Cuando Soda Stereo se separó, allá por 1997, una declaración de Gustavo Adrián Cerati (Barracas, 1959) fue tomada con sorna por el ambiente del rock. “Siempre fuimos una banda de barrio”, fue lo que se dijo y en tiempos donde el rock argentino medía sus credenciales de credibilidad en pertenencia barrial y pintar aldeas a partir del auge del rock chabón, la moda era despegarse del supuesto elitismo del trío más famoso de Latinoamérica, corriéndolo por la izquierda de la pertenencia.

 

Aun cuando las bandas del palo vendieran más discos y empezaran a ser tan o más populares tierra adentro, las chicanas corrían. “No todo el mundo puede ser tan lindo como Cerati”, declaraba Gustavo Cordera en 1991 a la revista Cerdos y Peces, para sostener su deliberada apología de lo feo. “¿Tenían sed de rock? Se ve que la Soda no alcanzó”, ironizó Chizzo, líder de La Renga, arriba del mayor escenario de su vida, 107.000 personas en el Autódromo, a propósito del regreso de sus colegas, que había tenido lugar semanas antes de aquella jornada de fines de 2007. Los Redondos, que arribaron a una popularidad inaudita en los ’90, cantaban contra La Gran Bestia Pop y recién con los años el Indio Solari reconocería la obra del Cerati solista, aclarando que nunca le gustó su anterior grupo. “Lo que no me gustaba de Soda es que casi lo que expulsaban era New Musical Express… seguir las modas, eso no me gusta”, declaró el cacique esta misma semana, reduciendo la contienda a un capcioso juego de copia versus original en la matriz creativa de sus respectivos procesos de forma y estilo, amén de las docenas de bandas hoy consideradas clásicas que alumbraba el semanario inglés desde prédica y portadas.
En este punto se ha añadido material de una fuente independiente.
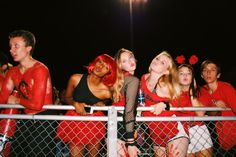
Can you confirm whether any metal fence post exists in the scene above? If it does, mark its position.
[107,106,117,157]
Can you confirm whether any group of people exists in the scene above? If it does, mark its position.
[0,30,236,157]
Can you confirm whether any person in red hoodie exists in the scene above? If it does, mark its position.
[0,30,56,156]
[178,59,213,157]
[201,60,236,155]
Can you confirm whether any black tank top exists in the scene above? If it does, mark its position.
[73,74,102,105]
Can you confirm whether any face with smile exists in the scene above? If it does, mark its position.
[120,52,136,74]
[149,55,170,74]
[201,63,220,83]
[178,66,193,86]
[9,37,31,62]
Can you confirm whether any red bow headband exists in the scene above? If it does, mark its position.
[175,55,198,65]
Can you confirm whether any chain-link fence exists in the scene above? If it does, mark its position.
[0,105,236,157]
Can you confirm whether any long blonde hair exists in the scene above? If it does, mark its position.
[149,51,181,100]
[113,48,134,102]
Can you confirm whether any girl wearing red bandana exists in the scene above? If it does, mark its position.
[57,54,117,157]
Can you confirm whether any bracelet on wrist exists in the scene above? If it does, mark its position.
[163,101,170,111]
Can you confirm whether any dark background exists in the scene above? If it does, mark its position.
[0,0,236,89]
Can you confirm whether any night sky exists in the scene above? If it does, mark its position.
[0,0,236,89]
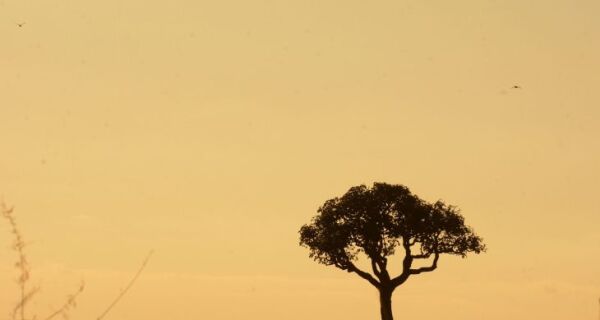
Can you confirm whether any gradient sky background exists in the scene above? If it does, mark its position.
[0,0,600,320]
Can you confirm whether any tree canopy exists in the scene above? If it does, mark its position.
[300,183,486,319]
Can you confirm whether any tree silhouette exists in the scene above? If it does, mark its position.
[300,183,485,320]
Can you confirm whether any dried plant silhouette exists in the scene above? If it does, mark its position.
[0,201,153,320]
[300,183,486,320]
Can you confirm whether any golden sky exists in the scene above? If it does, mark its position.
[0,0,600,320]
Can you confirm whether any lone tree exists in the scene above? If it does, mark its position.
[300,183,485,320]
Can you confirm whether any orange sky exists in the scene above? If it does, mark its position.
[0,0,600,320]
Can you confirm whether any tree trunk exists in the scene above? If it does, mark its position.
[379,288,394,320]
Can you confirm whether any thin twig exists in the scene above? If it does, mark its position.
[0,199,39,320]
[44,282,85,320]
[96,250,154,320]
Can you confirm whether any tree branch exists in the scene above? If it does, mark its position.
[409,252,440,274]
[347,262,380,288]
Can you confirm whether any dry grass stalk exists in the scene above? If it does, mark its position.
[0,201,39,320]
[0,200,84,320]
[0,200,153,320]
[97,251,154,320]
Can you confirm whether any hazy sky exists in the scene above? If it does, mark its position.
[0,0,600,320]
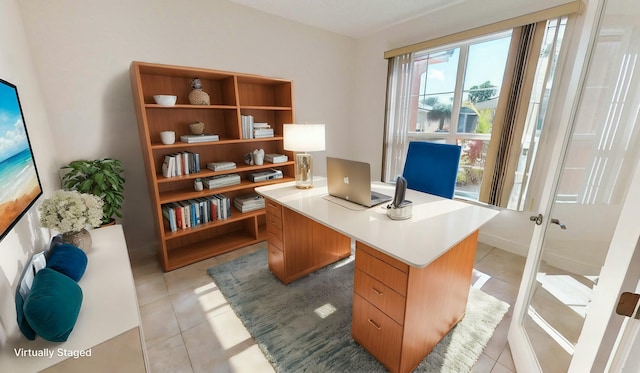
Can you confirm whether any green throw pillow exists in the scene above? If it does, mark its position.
[47,243,87,282]
[23,268,82,342]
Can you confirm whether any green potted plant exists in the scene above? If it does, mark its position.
[60,158,124,225]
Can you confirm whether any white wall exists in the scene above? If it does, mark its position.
[19,0,356,251]
[0,0,57,347]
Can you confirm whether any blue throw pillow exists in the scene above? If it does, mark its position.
[47,243,87,282]
[23,268,82,342]
[16,291,36,341]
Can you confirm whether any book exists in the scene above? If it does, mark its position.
[247,168,282,183]
[207,162,236,171]
[162,155,176,177]
[202,174,241,189]
[264,153,289,163]
[233,193,265,212]
[180,133,220,144]
[240,115,253,139]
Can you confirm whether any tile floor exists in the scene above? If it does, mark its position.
[130,243,525,373]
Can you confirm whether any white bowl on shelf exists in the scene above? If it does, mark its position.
[153,95,178,106]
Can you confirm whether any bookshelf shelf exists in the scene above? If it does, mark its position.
[129,61,295,271]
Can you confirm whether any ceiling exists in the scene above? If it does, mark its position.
[230,0,466,38]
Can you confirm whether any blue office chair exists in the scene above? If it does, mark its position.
[402,141,461,198]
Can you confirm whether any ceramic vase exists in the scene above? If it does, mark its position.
[253,149,264,166]
[62,229,91,253]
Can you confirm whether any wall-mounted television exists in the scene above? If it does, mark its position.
[0,79,42,240]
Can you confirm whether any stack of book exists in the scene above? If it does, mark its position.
[162,152,200,177]
[233,193,264,212]
[264,154,289,163]
[180,133,220,144]
[202,174,240,189]
[253,123,273,139]
[162,194,231,232]
[207,162,236,171]
[240,115,253,139]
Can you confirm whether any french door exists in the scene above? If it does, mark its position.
[509,0,640,373]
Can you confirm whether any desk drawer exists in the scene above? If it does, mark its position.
[353,269,406,325]
[265,198,282,220]
[266,212,282,229]
[356,247,407,297]
[267,228,284,251]
[267,243,284,281]
[351,294,402,372]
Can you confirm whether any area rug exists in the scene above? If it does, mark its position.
[208,249,509,373]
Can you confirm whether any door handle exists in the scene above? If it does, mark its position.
[529,214,542,225]
[551,218,567,229]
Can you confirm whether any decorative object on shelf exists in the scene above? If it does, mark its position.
[160,131,176,145]
[284,124,325,189]
[153,95,178,106]
[60,158,125,224]
[38,190,103,251]
[189,78,210,105]
[253,149,264,166]
[244,153,253,166]
[189,122,204,135]
[193,178,202,192]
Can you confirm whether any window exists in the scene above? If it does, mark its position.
[383,17,567,210]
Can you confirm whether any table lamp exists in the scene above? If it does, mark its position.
[284,124,325,189]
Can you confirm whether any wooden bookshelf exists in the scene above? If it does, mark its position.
[129,61,295,271]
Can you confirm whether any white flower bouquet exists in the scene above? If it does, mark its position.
[38,190,103,233]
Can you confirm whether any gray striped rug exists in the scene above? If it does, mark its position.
[208,249,509,373]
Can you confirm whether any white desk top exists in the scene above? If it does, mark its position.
[256,178,499,268]
[0,225,140,372]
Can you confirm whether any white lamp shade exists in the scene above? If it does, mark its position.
[283,124,325,152]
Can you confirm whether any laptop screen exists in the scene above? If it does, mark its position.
[327,157,391,207]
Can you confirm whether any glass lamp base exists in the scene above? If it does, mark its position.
[296,153,313,189]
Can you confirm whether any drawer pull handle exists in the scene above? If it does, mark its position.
[368,319,382,330]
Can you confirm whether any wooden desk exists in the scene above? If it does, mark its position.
[256,178,498,372]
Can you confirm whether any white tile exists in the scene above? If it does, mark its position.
[170,282,233,331]
[147,334,193,373]
[140,297,180,347]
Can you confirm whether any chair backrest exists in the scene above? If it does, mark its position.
[402,141,461,198]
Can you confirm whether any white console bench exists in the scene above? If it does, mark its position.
[0,225,148,373]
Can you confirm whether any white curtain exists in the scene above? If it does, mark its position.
[382,53,413,182]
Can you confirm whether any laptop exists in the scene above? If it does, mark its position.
[327,157,392,207]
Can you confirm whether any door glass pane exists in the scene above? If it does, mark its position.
[523,10,640,372]
[507,17,567,211]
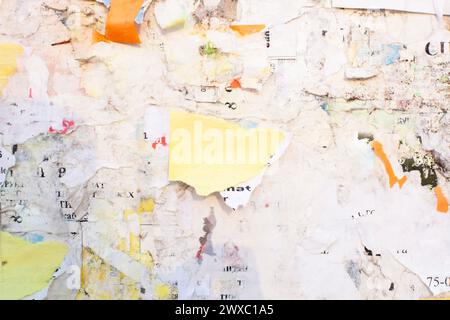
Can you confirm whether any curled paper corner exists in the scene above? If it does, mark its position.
[169,112,286,196]
[92,0,152,44]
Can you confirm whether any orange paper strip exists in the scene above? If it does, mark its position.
[434,187,448,213]
[92,30,110,43]
[372,140,407,188]
[230,24,266,36]
[105,0,144,44]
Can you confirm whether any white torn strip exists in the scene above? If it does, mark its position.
[332,0,450,15]
[345,68,378,80]
[220,133,290,210]
[0,147,16,184]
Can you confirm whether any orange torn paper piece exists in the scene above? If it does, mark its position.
[92,30,111,43]
[93,0,144,44]
[372,140,407,188]
[230,79,241,89]
[434,187,448,213]
[230,24,266,36]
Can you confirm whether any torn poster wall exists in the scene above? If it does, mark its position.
[0,0,450,300]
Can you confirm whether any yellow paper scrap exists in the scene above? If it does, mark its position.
[0,232,67,300]
[169,112,285,196]
[0,43,24,94]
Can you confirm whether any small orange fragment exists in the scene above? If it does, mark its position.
[230,79,241,89]
[434,186,448,213]
[230,24,266,36]
[372,140,407,188]
[105,0,144,44]
[92,30,110,43]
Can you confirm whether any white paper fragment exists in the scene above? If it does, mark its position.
[220,133,290,210]
[345,68,378,80]
[332,0,450,15]
[267,24,297,60]
[0,147,16,184]
[155,0,188,29]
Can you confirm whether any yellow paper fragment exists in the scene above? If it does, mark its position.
[0,43,24,94]
[230,24,266,36]
[169,112,285,196]
[0,232,67,300]
[155,283,170,300]
[76,247,140,300]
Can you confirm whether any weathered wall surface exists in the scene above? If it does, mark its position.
[0,0,450,299]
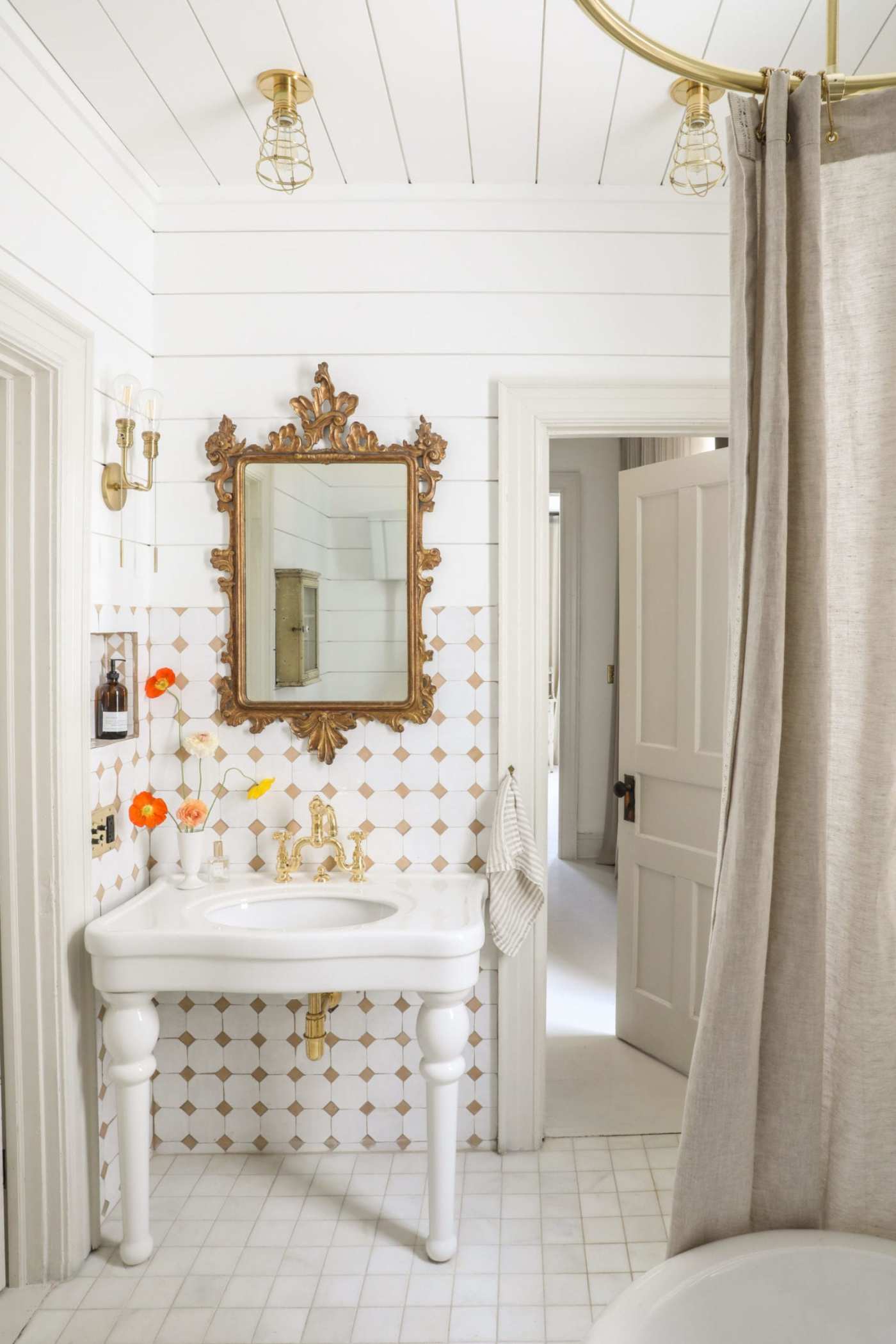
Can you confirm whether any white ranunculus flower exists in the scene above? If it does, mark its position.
[184,733,218,756]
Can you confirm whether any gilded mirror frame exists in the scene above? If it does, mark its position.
[205,364,446,764]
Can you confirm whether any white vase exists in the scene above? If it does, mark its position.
[177,831,205,891]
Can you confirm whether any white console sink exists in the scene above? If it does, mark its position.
[84,872,488,1265]
[205,895,397,932]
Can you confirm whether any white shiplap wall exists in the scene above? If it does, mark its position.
[154,188,728,605]
[0,0,154,604]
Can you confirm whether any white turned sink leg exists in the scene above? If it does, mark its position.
[417,989,473,1261]
[102,995,159,1265]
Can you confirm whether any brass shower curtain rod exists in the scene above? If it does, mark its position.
[576,0,896,98]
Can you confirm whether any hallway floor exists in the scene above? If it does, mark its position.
[545,770,687,1136]
[0,1134,678,1344]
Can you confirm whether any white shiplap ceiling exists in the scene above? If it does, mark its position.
[13,0,896,195]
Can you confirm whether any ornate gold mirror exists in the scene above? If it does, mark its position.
[205,364,446,762]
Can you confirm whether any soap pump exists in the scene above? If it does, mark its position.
[97,659,127,740]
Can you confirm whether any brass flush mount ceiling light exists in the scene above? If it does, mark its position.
[255,70,314,192]
[669,79,725,196]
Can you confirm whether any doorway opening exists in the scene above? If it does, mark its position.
[545,435,724,1137]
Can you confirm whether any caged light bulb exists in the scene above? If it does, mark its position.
[669,79,725,196]
[255,70,314,192]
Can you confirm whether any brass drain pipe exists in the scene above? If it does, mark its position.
[305,989,342,1059]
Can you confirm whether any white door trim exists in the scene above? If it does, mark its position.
[499,381,728,1152]
[549,472,582,859]
[0,276,98,1286]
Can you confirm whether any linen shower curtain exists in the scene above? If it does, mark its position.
[669,72,896,1254]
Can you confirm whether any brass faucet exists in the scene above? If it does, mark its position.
[274,796,364,882]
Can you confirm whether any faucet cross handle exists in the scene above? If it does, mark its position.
[348,831,365,882]
[274,831,294,882]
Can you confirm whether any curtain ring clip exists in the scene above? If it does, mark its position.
[756,66,790,145]
[820,71,840,145]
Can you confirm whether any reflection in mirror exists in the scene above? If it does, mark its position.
[244,460,408,704]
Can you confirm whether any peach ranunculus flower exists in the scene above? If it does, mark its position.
[184,733,218,756]
[175,798,208,831]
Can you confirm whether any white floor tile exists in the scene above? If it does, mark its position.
[12,1134,677,1344]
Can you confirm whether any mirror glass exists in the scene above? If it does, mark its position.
[244,458,408,704]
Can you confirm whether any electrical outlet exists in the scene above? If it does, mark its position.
[90,806,116,859]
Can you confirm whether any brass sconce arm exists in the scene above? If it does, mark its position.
[100,374,161,513]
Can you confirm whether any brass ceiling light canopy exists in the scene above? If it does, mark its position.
[669,79,725,196]
[255,70,314,192]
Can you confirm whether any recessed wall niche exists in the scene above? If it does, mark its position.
[87,630,140,748]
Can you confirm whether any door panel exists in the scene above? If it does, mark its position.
[616,449,728,1073]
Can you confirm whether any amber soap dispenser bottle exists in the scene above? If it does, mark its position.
[97,659,127,738]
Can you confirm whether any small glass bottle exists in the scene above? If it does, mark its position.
[208,840,230,882]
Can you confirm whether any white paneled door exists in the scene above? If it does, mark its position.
[616,449,728,1073]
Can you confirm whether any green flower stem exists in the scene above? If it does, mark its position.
[200,765,255,831]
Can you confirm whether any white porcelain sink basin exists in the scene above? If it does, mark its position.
[84,870,488,993]
[205,895,397,930]
[84,870,488,1265]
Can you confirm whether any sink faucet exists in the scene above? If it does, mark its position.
[274,796,364,882]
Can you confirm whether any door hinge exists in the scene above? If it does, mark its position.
[612,774,636,821]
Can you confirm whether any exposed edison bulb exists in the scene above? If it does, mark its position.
[111,374,140,417]
[669,79,725,196]
[255,70,314,192]
[140,387,163,431]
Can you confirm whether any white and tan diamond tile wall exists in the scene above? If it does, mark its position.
[148,606,497,871]
[153,970,497,1153]
[95,606,497,1182]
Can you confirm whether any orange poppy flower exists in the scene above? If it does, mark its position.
[147,668,175,700]
[127,793,168,831]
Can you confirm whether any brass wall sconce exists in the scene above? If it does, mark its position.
[255,70,314,192]
[100,374,161,513]
[669,79,725,196]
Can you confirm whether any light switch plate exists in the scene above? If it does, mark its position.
[90,806,116,859]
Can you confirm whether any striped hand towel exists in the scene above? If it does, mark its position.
[485,774,544,957]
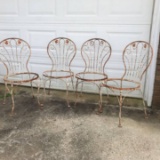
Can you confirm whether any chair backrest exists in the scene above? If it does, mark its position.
[0,38,31,75]
[122,41,153,81]
[81,38,112,73]
[47,37,76,71]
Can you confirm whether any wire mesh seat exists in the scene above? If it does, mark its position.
[75,38,112,104]
[99,41,153,127]
[43,37,77,107]
[0,38,42,114]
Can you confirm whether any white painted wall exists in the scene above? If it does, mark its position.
[0,0,153,102]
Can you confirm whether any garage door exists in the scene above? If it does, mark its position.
[0,0,154,97]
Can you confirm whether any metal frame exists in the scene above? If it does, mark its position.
[99,41,153,127]
[0,38,42,115]
[75,38,112,104]
[43,37,77,107]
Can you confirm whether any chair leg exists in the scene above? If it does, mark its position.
[74,78,78,106]
[48,79,52,95]
[37,82,43,108]
[140,90,148,119]
[118,93,123,128]
[71,77,74,90]
[30,82,34,98]
[11,84,15,116]
[98,87,103,113]
[3,83,7,104]
[66,83,71,107]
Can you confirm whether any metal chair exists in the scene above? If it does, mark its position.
[99,41,153,127]
[75,38,112,104]
[43,37,76,107]
[0,38,42,115]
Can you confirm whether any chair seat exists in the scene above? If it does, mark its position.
[4,72,39,84]
[43,70,74,79]
[103,78,140,91]
[76,72,108,81]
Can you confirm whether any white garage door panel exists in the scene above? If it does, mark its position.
[27,0,56,16]
[26,29,56,49]
[0,0,154,96]
[0,0,19,17]
[0,0,153,24]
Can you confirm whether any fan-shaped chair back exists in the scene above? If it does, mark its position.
[81,38,111,73]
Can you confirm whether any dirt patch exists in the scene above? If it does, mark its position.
[0,89,160,160]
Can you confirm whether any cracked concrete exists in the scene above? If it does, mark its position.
[0,87,160,160]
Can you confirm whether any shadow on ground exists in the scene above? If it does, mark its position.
[0,88,160,160]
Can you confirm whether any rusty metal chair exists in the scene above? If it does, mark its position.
[0,38,42,115]
[99,41,153,127]
[75,38,112,104]
[43,37,77,107]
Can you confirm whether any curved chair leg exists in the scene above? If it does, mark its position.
[37,82,43,109]
[71,77,74,90]
[48,79,52,95]
[66,83,71,107]
[140,90,148,119]
[98,86,103,113]
[43,79,47,101]
[30,82,34,98]
[3,83,8,104]
[74,78,79,106]
[118,93,123,128]
[10,84,15,116]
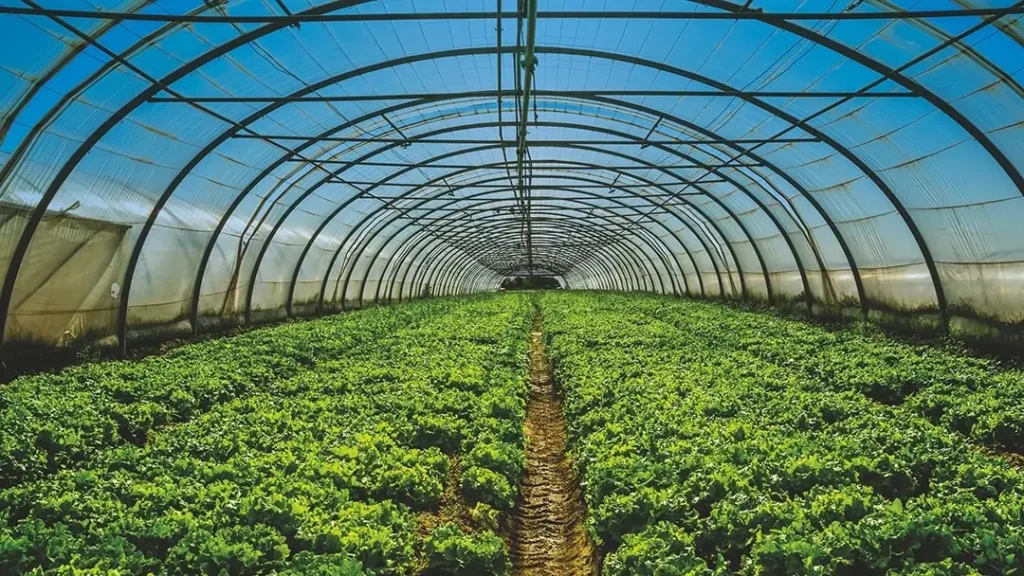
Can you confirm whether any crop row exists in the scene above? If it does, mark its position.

En todo caso, tampoco quedaría claro si finalmente llegar tarde a la idea de rock + samplers que Soda comenzó en Rex Mix (1991) y a la que Los Redondos se asomaron recién en Último Bondi a Finisterre (1998) y Momo Sampler (2000) implicaría algún grado de gambeta a los dictados de la moda. Paradojas de la vida, si unos encarnaban el lado pop de la vida y los otros el costado romántico y creíble del rock, es innegable que las dicotomías se tornan relativas cuando resulta que los platenses nunca tuvieron una obra que sonara tan rock como Canción animal (1990) y que el cuerpo de Cerati pagó mucho más al contado la experiencia excesiva de la pulsión dionisíaca que se le achaca al rock, si es que a todo lo vamos a medir por intensidades atadas a credibilidades vanas.

“Quiero cortar con esa idea de que soy el tipo más cool del mundo”, le dijo Cerati a este cronista a fines de 2002, en una entrevista realizada para Clarín, con motivo de la presentación del disco Siempre es hoy. La nota fue en su casa de Colegiales, y no tuvo problemas en salir en la tapa del Suplemento Sí en una foto que lo mostraba con una boquera asomando sobre la comisura de los labios, barba de tres días y una de sus clásicas gorritas ocultando sus pecados capilares. No sería la primera vez, ni la última: hasta parecía disfrutar del contraste de su imagen más terrenal para con lo que mostraba arriba del escenario. En las entrevistas, Gustavo fumaba, hacía chistes, recomendaba bandas, se reía y jugaba al juego de la prensa como un delfín. Nunca un “esto no lo pongas”, siempre el muchacho de Villa Urquiza en modo On.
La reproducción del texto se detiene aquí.